Pero con ser uno de los espectáculos más atractivos, el problema catalán no ha sido el único que se nos ha servido en las últimas fechas. Hemos podido gozar, como espectadores atónitos, de algo que parecía imposible: la dimisión del ministro de Justicia Alberto Ruiz Gallardón, el político que había amagado más de una vez pero que siempre daba el paso atrás para tomar impulso o para evitar el choque ( nunca estaba claro). Un proyecto de Ley del Aborto que, según sus palabras, no iba a sufrir ni un solo cambio en su tramitación parlamentaria ─para mayor gloria de la Conferencia Episcopal y el Opus Dei─ ha interrumpido de golpe la carrera de un político que ambicionaba llegar a la Moncloa y tal vez por eso ha quedado frenada en seco.

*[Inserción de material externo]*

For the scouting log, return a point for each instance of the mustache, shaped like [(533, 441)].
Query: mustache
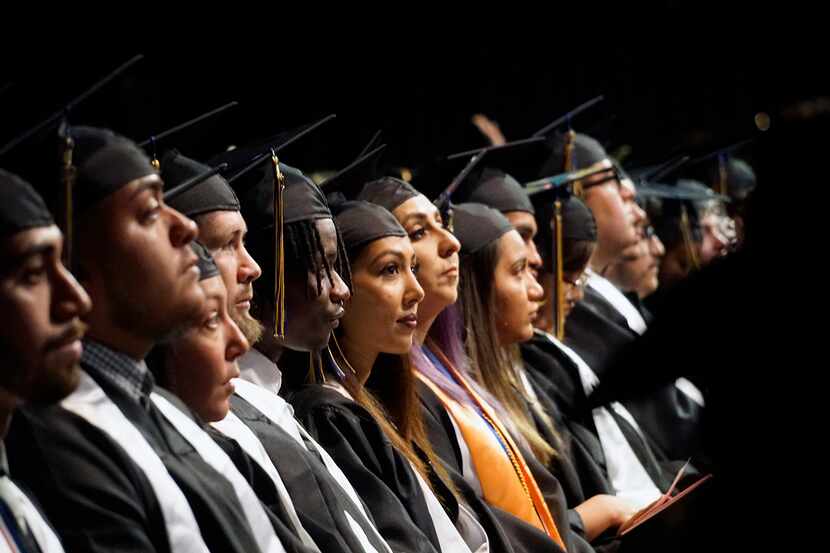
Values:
[(76, 330)]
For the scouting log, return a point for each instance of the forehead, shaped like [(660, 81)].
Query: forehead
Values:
[(414, 208), (31, 241), (511, 247), (214, 289), (399, 245), (521, 219), (328, 234), (218, 223)]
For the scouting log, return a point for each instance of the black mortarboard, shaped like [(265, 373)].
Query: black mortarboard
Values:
[(104, 163), (477, 225), (21, 208), (388, 192), (211, 194), (207, 267), (363, 222), (283, 195), (62, 113), (495, 180), (156, 138)]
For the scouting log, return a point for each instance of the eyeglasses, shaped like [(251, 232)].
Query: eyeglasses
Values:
[(580, 283)]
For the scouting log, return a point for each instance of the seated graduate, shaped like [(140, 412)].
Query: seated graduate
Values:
[(463, 426), (41, 351), (299, 301), (631, 471), (113, 473), (363, 408), (309, 483), (198, 367)]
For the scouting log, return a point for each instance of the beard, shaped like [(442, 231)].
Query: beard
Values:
[(250, 327)]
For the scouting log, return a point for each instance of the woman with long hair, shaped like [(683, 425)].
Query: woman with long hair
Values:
[(362, 406)]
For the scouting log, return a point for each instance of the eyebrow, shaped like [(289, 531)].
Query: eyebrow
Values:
[(397, 253), (419, 216), (154, 184)]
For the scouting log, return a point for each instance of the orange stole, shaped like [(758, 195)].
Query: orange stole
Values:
[(519, 495)]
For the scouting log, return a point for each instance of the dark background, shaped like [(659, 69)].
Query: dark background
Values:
[(683, 90)]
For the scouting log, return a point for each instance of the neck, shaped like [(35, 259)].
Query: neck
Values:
[(361, 359), (123, 342), (426, 318), (269, 346), (8, 404), (601, 260)]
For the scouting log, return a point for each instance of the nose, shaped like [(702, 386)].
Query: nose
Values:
[(237, 343), (657, 249), (535, 293), (339, 292), (182, 229), (448, 245), (413, 294), (70, 299), (249, 270), (533, 257)]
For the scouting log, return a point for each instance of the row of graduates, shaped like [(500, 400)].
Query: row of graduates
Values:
[(366, 364)]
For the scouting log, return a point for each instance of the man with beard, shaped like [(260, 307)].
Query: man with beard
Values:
[(42, 350), (112, 472), (317, 490)]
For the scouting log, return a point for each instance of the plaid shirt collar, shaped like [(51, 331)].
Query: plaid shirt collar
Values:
[(129, 375)]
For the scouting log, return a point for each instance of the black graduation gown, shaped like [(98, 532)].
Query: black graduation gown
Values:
[(318, 499), (99, 500), (379, 473), (556, 376), (520, 536), (601, 336)]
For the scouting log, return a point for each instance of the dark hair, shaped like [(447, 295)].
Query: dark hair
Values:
[(491, 364), (303, 247)]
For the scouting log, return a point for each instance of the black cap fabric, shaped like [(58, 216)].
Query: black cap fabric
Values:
[(212, 194), (361, 223), (477, 225), (105, 163), (21, 208)]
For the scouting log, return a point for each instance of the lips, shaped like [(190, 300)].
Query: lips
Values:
[(334, 319), (409, 321)]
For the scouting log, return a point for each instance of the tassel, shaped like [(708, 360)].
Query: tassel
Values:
[(279, 243)]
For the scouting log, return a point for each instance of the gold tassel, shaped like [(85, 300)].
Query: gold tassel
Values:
[(279, 245), (686, 232), (722, 176), (559, 283), (570, 137), (69, 175)]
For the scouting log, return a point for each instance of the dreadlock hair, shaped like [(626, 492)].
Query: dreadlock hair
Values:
[(303, 253)]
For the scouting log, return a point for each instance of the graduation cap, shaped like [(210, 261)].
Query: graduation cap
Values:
[(196, 188), (361, 222), (569, 150), (734, 179), (243, 160), (679, 212), (153, 140), (62, 113), (67, 146), (478, 225), (279, 195), (562, 216), (21, 208), (495, 179)]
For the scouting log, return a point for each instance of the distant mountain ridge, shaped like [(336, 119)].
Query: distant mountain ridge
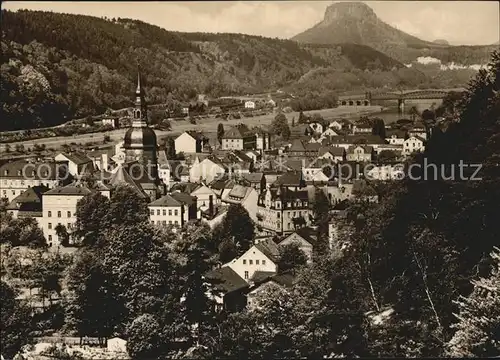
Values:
[(356, 22)]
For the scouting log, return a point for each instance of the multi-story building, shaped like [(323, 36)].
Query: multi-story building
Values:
[(279, 208), (239, 137), (17, 176), (59, 207)]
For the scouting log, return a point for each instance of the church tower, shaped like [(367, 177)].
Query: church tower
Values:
[(139, 143)]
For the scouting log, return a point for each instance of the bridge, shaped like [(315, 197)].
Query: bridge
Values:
[(399, 96)]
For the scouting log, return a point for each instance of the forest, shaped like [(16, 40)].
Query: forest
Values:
[(58, 67), (420, 276)]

Sin embargo, el «espectáculo» tiene sus exigencias y demanda novedades de forma incesante. Así la captura de un peligroso depredador sexual se ha incorporado como pieza destacada del trajín de los medios, con apabullante avalancha repetitiva en la TV. Los responsables policiales, necesitados tal vez de justificar sus puestos, han montando un despliegue que de forma harto dudosa han servido a los medios de comunicación para enaltecer el propio trabajo. Antes del poner al presunto criminal en manos del juez encargado del caso, se ha producido el anuncio de reparto de medallas por el buen trabajo realizado, aunque se hubiese puesto en riesgo la validez del procedimiento.
El espectáculo sigue. El horror desencadenado por el fundamentalismo islámico con los atentados del 11 de septiembre de 2001, puede tener una segunda versión. Ahora los terroristas suníes del Estado Islámico han tomado el relevo de los talibanes. De los atentados contra las Torres Gemelas de New York o los trenes de Madrid, se ha pasado al asesinato individual, al feroz degollamiento colgado en las redes sociales para infundir un horror sino de nuevo cuño, sí con otras connotaciones, con una violencia más «localizada» y que puede herir más profundamente. Se anuncia la posibilidad de nuevos atentados y, de nuevo, la respuesta que se está organizando ante semejante brutalidad es muy parecida a la que se utilizó en Irak para acabar con Sadan y que tan malos resultados dio, como las actuales circunstancias demuestran. Como consumidores del espectáculo, permanezcamos atentos a la pantalla, no seremos decepcionados.